I was being considered for the job of president at National Geographic Films, and Jake was the chairman. While I wasn’t certain about the Nat Geo’s readiness to be in the movie business, I was positive I wanted to work with Jake. “There’s a lot of potential there,” he said. “You should do this.” So I did.
From that point on, and for the next seven years, Jake and I talked at least 10 times a day. When I say “talked” I usually mean “emailed.” Jake was always traveling – Montreal, Paris, New York, the Middle East, China, LA – but he had the uncanny ability to reply to emails merely seconds after you hit “Send.” His response-time was lightning. He never admitted jetlag, and I remember one time I visited him in the Beverly Hills Hotel, in the patio suite he favored, after he’d been up all night negotiating a deal eight time zones away. “I wanted them to see I’m as tough as they are,” he said with a laugh.
When we bought March of the Penguins, Jake was there, in the lobby of Sundance’s Eccles Theatre, his tall frame towering above the audience members and distribution execs while we assessed who would be our partners in getting the film. He was always generous in giving me and others credit for its success, but without his support we wouldn’t have made that leap of faith.
On the strength of the penguins and our future plans, we embarked on a fund-raise and ultimately secured partnership financing from the UAE. That was only after Jake had visited Abu Dhabi five times, and formed deep and trusting relationships, which was his great strength. Everyone wanted to be Jake’s friend, everyone felt they had a special relationship with him – and, probably, did. I recall an audience with the Crown Prince of Abu Dhabi, Jake at his right hand, and the Crown Prince grabbing his arm in comradery as if he’d done it a thousand times before.

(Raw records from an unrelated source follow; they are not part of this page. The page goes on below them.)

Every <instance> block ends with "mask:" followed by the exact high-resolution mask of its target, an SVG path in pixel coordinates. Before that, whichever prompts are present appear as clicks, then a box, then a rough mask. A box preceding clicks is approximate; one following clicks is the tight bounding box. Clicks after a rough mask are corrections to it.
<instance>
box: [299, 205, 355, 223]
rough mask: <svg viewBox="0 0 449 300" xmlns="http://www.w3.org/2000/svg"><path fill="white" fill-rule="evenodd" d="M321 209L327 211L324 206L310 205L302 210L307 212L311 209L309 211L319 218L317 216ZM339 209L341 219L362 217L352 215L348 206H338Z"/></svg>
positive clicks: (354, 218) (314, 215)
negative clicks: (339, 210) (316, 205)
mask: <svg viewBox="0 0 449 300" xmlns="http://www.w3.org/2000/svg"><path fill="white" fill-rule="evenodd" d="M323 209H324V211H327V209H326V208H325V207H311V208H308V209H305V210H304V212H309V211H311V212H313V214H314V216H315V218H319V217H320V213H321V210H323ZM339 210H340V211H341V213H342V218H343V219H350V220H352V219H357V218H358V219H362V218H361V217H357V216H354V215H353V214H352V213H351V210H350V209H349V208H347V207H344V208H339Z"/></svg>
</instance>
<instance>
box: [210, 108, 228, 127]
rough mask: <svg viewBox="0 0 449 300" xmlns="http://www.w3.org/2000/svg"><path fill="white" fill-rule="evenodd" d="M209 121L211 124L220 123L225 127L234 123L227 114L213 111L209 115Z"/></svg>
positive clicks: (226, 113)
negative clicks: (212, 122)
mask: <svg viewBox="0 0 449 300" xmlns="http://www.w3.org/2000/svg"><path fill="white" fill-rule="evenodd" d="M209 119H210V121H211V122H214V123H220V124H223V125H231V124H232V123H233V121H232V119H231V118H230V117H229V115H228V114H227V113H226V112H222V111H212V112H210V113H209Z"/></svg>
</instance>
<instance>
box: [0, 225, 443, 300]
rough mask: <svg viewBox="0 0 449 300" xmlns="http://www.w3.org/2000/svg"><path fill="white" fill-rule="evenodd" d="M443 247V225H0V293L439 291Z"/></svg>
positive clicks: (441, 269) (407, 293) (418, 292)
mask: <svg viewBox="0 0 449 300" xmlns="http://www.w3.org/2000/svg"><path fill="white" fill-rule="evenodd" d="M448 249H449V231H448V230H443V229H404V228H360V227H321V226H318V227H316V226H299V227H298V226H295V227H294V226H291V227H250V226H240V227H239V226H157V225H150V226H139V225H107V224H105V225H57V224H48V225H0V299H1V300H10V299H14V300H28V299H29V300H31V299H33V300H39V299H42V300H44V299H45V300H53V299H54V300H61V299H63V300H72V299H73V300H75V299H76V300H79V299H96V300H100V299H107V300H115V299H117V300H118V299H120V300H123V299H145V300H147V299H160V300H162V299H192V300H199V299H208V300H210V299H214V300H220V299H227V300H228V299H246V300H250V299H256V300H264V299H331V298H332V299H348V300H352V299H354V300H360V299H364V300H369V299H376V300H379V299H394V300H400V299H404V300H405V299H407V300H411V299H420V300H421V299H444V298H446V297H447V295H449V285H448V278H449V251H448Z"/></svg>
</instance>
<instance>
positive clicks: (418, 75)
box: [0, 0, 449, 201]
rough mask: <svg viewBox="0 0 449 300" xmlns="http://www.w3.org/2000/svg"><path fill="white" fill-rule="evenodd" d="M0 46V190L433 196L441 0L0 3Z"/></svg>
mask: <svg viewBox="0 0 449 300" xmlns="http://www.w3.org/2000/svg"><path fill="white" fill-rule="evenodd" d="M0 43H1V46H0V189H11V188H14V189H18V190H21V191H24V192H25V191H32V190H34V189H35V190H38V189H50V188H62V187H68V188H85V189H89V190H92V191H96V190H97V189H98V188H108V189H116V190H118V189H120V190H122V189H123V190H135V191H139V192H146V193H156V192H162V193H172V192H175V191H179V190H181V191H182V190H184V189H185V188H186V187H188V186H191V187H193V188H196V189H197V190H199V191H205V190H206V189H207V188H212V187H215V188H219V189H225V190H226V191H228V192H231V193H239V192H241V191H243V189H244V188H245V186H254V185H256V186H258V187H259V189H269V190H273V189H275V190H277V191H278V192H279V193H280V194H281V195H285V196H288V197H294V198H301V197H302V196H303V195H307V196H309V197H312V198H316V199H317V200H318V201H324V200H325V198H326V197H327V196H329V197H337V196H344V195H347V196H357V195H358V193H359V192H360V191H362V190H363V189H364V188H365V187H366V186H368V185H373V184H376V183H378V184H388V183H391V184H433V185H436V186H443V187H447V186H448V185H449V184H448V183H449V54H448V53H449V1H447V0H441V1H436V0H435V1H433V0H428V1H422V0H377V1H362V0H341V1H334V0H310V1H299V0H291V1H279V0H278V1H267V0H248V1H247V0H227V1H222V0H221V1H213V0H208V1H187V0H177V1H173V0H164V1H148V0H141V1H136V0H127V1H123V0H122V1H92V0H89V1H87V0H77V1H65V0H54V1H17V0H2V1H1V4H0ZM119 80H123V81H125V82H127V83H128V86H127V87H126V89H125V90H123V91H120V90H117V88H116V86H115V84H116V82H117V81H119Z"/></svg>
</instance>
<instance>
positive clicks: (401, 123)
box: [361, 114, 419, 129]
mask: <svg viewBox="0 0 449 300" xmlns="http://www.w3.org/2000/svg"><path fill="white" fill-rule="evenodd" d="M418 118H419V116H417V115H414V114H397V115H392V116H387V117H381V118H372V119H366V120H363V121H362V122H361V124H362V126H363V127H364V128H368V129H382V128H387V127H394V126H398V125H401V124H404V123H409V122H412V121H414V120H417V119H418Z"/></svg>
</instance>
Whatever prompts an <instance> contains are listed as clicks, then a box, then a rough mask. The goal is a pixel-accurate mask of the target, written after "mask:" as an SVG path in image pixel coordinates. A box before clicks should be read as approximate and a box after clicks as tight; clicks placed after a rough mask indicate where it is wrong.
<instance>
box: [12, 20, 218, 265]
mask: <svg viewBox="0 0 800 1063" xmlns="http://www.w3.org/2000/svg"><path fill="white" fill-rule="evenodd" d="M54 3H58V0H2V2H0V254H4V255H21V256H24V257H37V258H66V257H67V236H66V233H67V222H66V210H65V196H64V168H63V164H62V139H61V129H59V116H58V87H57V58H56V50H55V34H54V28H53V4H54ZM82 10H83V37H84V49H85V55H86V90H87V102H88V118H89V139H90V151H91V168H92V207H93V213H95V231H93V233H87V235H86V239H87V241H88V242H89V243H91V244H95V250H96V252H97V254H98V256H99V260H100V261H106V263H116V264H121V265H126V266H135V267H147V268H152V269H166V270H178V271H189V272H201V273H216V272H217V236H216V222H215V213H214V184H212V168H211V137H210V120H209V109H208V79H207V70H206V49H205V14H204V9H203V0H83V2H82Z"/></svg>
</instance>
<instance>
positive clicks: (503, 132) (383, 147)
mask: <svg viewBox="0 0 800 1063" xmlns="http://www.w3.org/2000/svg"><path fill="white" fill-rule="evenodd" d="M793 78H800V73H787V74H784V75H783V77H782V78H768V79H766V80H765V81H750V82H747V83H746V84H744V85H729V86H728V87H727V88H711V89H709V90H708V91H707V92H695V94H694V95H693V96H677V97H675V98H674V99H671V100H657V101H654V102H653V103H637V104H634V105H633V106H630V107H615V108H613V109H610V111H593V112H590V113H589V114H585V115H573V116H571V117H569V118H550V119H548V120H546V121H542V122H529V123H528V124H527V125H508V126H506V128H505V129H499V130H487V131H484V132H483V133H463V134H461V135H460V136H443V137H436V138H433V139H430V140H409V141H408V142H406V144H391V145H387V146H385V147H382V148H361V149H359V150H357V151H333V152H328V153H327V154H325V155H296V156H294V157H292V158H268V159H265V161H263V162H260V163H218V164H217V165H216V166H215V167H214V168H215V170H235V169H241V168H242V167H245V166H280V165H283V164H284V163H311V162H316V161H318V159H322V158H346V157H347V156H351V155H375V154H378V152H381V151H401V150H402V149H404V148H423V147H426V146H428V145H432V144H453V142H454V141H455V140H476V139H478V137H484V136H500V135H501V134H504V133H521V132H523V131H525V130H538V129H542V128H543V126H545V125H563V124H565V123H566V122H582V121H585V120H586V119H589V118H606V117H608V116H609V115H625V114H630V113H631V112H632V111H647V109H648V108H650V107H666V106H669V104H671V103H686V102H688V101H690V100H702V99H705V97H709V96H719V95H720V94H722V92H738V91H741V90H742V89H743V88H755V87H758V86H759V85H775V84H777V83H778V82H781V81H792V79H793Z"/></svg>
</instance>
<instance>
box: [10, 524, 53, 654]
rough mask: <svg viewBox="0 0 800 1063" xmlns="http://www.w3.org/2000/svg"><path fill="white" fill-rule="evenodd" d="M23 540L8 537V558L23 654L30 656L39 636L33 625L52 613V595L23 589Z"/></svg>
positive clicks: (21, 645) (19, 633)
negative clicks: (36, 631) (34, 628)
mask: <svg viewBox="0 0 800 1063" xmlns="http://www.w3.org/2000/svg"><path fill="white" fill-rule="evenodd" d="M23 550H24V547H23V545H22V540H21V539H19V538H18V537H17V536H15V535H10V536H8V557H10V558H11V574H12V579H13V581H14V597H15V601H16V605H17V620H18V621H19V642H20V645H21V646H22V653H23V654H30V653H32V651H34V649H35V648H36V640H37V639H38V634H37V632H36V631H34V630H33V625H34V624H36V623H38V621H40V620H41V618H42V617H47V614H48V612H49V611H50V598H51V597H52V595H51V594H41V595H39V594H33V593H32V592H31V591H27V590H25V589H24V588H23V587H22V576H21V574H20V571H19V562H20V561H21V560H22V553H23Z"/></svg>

Kipling’s lines, “To walk with kings, nor lose the common touch,” could have been written about Jake. Another key to Jake’s success was that he had a businessman’s understanding of numbers and deal-making – he practically invented the international pre-sales model of film financing – combined with a true passion for works of beauty, integrity and artistic quality. Who else would have stayed in India for months through the monsoons, wearing a dhoti to endless meetings with government officials, to make Gandhi happen? Who else would have slept in a tent next to principal cast members for the whole shooting schedule to keep Dances With Wolves on track? Who else would have been able to raise enough money for Jacques Perrin’s Oceans, the most expensive documentary every made, and one of the most beautiful?
I left Nat Geo a couple of years ago, and kept up with Jake, “talking” from time to time, and seeing him when we were in the same city. We last saw each other in February at the Beverly Hills Hotel, in the same booth where we first had lunch. He was ill and undergoing treatments, yet relentlessly positive and forward-looking. In the months after, I sent him links to pieces we publish here – poems and music videos, mostly – to which he would respond by email, as swiftly as ever: “Stunning!” “Brilliant!” “I’m sending this to friends.”
A couple of years ago I visited Jake on his farm, an hour outside of Montreal, where he took me on a tour in his four-wheel-drive. We bumped up a hill, past stands of maple trees and a shack where they did sugaring in the winter. As we curved down the dirt road, he told me to look out my window at a mass of granite the size of a lion.
“That’s going to be my tombstone one day,” Jake said matter-of-factly as it blurred past, and we drove on.